@Ivan's comment regarding the covariances is the key.
Consider an equally spaced partition $\Pi_n = \left\{ t_0 = 0, t_1 = \Delta_n, \ldots, t_n = t \right\}$ of the interval $[0, t]$, where $t_i = i \Delta_n$ and $\Delta_n = t / n$ so that
\begin{equation}
X_t = \lim_{n \rightarrow \infty} X_n, \qquad X_n = \sum_{i = 1}^n W_{t_i} \left( t_i - t_{i - 1} \right). \nonumber
\end{equation}
Now, each $W_{t_i}$ is $\mathcal{N} \left( 0, t_i \right)$ distributed and the covariance between $W_{t_i}$ and $W_{t_j}$ for $i, j \in \{ 0, 1, \ldots, n \}$ is $\min \left\{ t_i, t_j \right\} = \Delta \min \{ i, j \}$. Let $\bar{W}_n = \left( \begin{array}{c c c c} W_{t_1} & W_{t_2} & \dots & W_{t_n} \end{array} \right)'$, then the covariance matrix is
\begin{eqnarray}
\bar{\Sigma}_n = \mathbb{E} \left[ \bar{W}_n \bar{W}_n' \right] = \left[ \begin{array}{c c c c} t_1 & t_1 & \dots & t_1\\ t_1 & t_2 & \dots & t_2\\ t_1 & t_2 & \ddots & \vdots\\ t_1 & t_2 & \dots & t_n \end{array} \right] = \Delta_n \left[ \begin{array}{c c c c} 1 & 1 & \dots & 1\\ 1 & 2 & \dots & 2\\ 1 & 2 & \ddots & \vdots\\ 1 & 2 & \dots & n \end{array} \right]. \nonumber
\end{eqnarray}
As the weighted sum of normally distributed random variables is itself normally distributed, it follows that $X_n \sim \mathcal{N} \left( 0, \Delta_n \bar{1}_n \bar{\Sigma}_n \bar{1}_n' \Delta_n \right)$, where $\bar{1}_n$ is an $n$-dimensional column vector of ones.
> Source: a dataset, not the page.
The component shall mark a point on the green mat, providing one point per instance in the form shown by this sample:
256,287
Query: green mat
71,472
We have
\begin{eqnarray}
\text{Var} \left( X_n \right) & = & \Delta_n^3 \sum_{i = 1}^n i \left( 2 (n - i) + 1 \right) \nonumber\\
& = & \Delta_n^3 \left( \frac{1}{3} n^3 + \frac{1}{2} n^2 + \frac{1}{6} n \right) \nonumber\\
& = & t^3 \left( \frac{1}{3} + \frac{1}{2} n^{-1} + \frac{1}{6} n^{-2} \right). \nonumber
\end{eqnarray}
Consequently,
\begin{equation}
\lim_{n \rightarrow \infty} \text{Var} \left( X_n \right) = \frac{1}{3} t^3 \nonumber
\end{equation}
and it follows that $X_t \sim \mathcal{N} \left( 0, t^3 / 3 \right)$.